Today the European Union Statistics Services is supposed to officially announce the reassessed Greek public debt, which is now 5% of the country’s GDP. The official requirement of the eurozone is for it not to exceed 3%. Basically, reassessing the public debt means stricter restrictions on public expenses and stricter policy on the Greek government’s incomes. With the latest unpopular measures, Kostas Karamanlis’ team announced, that it is guaranteeing income of ?1.8 billion. With this public debt situation, the needed income is ?5 billion.

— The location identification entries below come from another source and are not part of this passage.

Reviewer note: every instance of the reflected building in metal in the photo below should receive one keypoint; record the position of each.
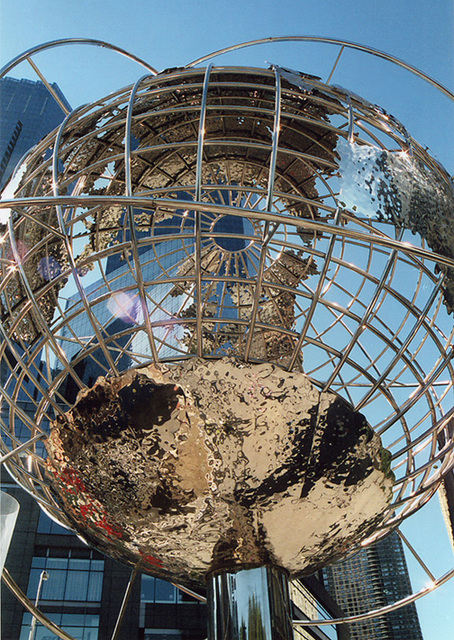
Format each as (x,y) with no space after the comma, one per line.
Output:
(232,377)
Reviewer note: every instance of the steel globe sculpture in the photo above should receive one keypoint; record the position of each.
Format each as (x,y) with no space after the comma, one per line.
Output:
(226,302)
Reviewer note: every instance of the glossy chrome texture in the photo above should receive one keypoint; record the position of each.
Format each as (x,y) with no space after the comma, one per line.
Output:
(396,367)
(249,604)
(199,467)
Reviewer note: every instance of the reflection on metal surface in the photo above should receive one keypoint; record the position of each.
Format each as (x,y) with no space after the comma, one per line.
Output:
(199,467)
(139,237)
(396,187)
(250,604)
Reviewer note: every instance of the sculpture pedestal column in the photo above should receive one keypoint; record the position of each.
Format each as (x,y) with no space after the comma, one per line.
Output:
(250,604)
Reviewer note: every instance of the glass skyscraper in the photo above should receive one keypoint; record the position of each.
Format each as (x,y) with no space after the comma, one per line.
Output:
(28,113)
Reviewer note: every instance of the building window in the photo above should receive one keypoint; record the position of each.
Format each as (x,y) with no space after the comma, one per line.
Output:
(81,626)
(159,591)
(75,575)
(47,525)
(162,634)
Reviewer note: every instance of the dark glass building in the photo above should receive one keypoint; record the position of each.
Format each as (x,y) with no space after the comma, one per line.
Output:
(375,577)
(28,113)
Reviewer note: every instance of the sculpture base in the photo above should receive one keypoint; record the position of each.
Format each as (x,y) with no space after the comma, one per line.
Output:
(250,604)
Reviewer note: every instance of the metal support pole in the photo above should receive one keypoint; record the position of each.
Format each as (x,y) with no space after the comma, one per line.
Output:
(43,576)
(250,604)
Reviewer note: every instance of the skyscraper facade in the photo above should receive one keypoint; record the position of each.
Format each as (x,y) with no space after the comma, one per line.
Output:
(372,578)
(28,113)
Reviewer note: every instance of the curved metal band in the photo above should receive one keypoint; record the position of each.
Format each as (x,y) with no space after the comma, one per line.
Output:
(376,613)
(335,41)
(20,595)
(64,41)
(303,223)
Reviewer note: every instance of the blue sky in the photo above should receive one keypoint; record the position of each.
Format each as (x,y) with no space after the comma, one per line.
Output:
(176,32)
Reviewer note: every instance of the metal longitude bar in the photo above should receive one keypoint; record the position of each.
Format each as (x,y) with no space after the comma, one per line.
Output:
(132,226)
(124,603)
(379,289)
(71,260)
(197,214)
(405,344)
(48,86)
(269,202)
(335,64)
(39,319)
(23,446)
(316,296)
(20,595)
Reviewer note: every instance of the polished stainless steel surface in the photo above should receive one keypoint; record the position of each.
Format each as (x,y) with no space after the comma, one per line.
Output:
(199,467)
(316,279)
(251,604)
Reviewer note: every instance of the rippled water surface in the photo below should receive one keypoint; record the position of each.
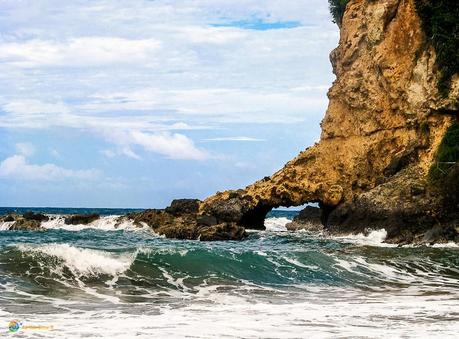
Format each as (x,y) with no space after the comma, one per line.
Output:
(107,282)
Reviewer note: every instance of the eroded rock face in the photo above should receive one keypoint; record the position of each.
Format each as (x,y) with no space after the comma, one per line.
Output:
(383,118)
(182,221)
(81,219)
(309,219)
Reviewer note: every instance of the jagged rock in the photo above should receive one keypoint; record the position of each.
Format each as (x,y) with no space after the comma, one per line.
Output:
(25,225)
(382,120)
(183,206)
(9,217)
(81,219)
(35,216)
(224,231)
(207,220)
(308,219)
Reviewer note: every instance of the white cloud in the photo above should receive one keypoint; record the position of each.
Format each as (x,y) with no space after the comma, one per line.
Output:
(249,139)
(25,149)
(34,106)
(17,167)
(77,52)
(172,145)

The European Commission assessed the measures of the Greek government as insufficient and temporary and predicted that the public debt will remain 5% throughout 2009. Some analyzers believe that the debt will keep raising and will reach 7%. They also believe that no matter how obvious it is that extreme measures must be taken, Karamanlis’ government will not undertake anything before the European parliament elections in June. It is expected that in May, the European Commission will announce its forecasts about the progress of the European economy. When it comes to Greece, this prognosis will be very unfavorable – GDP growth of 0% and 2009 public debt of about 5%.
Meanwhile, in an article titled “Aegean fog,” the Economist magazine analyzes the Greek economy and predicts a drop in the tourist flood of 15 to 20 percent for 2009. “For the last 15 years, the Greeks were sustaining a GDP growth of 4% and this made them prodigal and not willing to save,” claims the publication. According to the magazine the main problem of the Greek economy is modernizing the system of the healthcare and retirement reform.